The Empire Strikes Back

Emanuel/Daley rift sharpens

Smiling faces...
The rift surfaced back in November. Actually, autocrat Rahm started it with his pokes at his predecessor.

His line of attack has been the longer school day initiative. His education plan is essentially a continuation of the failed Daley/Duncan reforms, previously known as Renaissance 2010 -- school closings in under-served  communities, turning neighborhood schools over to private charter school management companies, attacking teacher collective-bargaining rights and pensions.

None of these things has ever produced any significant improvement in measurable student learning. In fact, during the past two decades of mayoral control of the schools, the so-called "achievement gap" has grown wider. 
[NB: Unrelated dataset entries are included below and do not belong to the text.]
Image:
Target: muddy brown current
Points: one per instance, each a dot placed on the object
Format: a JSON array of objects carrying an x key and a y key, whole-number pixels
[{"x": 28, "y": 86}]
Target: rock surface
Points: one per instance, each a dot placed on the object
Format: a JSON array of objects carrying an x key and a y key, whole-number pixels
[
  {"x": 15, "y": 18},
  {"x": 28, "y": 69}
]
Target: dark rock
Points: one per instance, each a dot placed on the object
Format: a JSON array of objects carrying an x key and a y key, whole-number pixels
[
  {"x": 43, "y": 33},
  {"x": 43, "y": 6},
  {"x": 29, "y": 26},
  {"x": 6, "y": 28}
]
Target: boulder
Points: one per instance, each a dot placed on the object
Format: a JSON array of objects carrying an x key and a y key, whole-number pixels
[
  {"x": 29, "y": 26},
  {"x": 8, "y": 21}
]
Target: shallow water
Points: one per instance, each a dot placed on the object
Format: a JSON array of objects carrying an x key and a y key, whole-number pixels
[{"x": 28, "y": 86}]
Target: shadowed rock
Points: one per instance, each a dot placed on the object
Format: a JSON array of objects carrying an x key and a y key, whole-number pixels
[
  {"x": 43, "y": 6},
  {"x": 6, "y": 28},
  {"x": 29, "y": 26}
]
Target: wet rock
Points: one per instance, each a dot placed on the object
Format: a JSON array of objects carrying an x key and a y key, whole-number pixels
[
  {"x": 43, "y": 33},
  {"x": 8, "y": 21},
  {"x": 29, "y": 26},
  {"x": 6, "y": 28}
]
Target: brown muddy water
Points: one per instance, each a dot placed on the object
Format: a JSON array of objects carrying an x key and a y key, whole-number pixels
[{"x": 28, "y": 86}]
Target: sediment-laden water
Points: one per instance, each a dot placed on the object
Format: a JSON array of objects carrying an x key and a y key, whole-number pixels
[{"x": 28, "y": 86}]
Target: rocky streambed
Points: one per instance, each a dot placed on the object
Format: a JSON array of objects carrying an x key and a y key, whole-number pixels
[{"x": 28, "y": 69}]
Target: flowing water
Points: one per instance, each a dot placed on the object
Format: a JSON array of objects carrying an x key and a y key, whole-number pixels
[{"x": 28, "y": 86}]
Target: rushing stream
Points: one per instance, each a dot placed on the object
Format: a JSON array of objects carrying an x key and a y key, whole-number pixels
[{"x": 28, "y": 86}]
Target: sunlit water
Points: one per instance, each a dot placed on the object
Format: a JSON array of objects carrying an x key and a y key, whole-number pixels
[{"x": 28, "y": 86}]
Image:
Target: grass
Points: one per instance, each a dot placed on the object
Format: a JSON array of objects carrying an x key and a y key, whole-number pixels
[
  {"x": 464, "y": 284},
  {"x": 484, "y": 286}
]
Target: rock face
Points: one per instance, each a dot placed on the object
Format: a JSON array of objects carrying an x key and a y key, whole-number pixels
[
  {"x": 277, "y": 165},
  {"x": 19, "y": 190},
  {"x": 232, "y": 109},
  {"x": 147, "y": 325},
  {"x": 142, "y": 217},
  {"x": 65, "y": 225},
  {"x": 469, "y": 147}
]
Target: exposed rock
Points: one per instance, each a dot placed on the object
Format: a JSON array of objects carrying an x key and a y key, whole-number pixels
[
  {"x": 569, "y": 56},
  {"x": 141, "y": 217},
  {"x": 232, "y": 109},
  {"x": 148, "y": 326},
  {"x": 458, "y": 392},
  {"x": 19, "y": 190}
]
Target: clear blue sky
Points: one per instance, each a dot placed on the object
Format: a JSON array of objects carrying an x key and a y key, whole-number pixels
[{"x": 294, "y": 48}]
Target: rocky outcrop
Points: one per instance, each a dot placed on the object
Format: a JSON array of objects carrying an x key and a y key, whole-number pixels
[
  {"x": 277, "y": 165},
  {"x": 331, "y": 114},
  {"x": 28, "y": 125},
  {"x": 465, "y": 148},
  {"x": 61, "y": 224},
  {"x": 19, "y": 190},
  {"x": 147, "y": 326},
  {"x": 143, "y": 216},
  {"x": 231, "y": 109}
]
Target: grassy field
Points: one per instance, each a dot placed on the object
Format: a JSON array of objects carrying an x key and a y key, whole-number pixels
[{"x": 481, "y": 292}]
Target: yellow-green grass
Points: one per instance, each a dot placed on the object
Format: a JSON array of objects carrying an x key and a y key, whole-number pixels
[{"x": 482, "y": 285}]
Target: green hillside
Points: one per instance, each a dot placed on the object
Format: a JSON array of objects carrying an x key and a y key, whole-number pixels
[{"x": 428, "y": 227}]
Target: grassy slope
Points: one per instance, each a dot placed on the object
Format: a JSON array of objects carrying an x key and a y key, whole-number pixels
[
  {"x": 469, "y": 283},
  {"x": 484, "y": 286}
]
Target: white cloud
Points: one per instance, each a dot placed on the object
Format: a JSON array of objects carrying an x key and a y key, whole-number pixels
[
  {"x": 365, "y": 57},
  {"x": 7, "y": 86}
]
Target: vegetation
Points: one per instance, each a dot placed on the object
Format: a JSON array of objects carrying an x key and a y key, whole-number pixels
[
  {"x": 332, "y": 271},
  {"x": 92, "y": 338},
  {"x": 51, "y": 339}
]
In response, Rahm claims  it's all because Mayor Daley didn't push for a longer school day -- a plan that has no basis in ed research and one that is being met with growing opposition among parents and teachers. The Daley faction is furious over Rahm's attempt to diminish the Daley legacy. I guess they feel Daley has diminished it enough on his own by selling off the parking meters to Morgan Stanley (his brother's bank) and the UAR in exchange for a retirement job with the law firm that swung the deal.

On Tuesday, Daley slapped at the longer school day plan, claiming that what we really needed was "quality instructions" [sic].  Today, Rahm and his boy Ald. O'Connor slapped back, calling Daley a "flip-flopper."

But this is more than a petty squabble among Chicago machine factions. Rahm seems to be making enemies everywhere he goes. His approval ratings are plummeting. The Obamas hate him. Nancy Pelosi flew into Chicago and sided with Jesse Jackson in his fight with Emanuel. Then Obama pulled the G8 Summit from Chicago without consulting with Rahm. And now the feds have put Chicago under virtual martial law in the run-up to the NATO protests -- discrediting Rahm's claim that there would be business as usual down in the loop.

In the midst of current contract negotiations with the teachers union and a growing community-based resistance to Rahm's top-down "reforms", it's a rift worth paying attention to by the CTU and ed activists.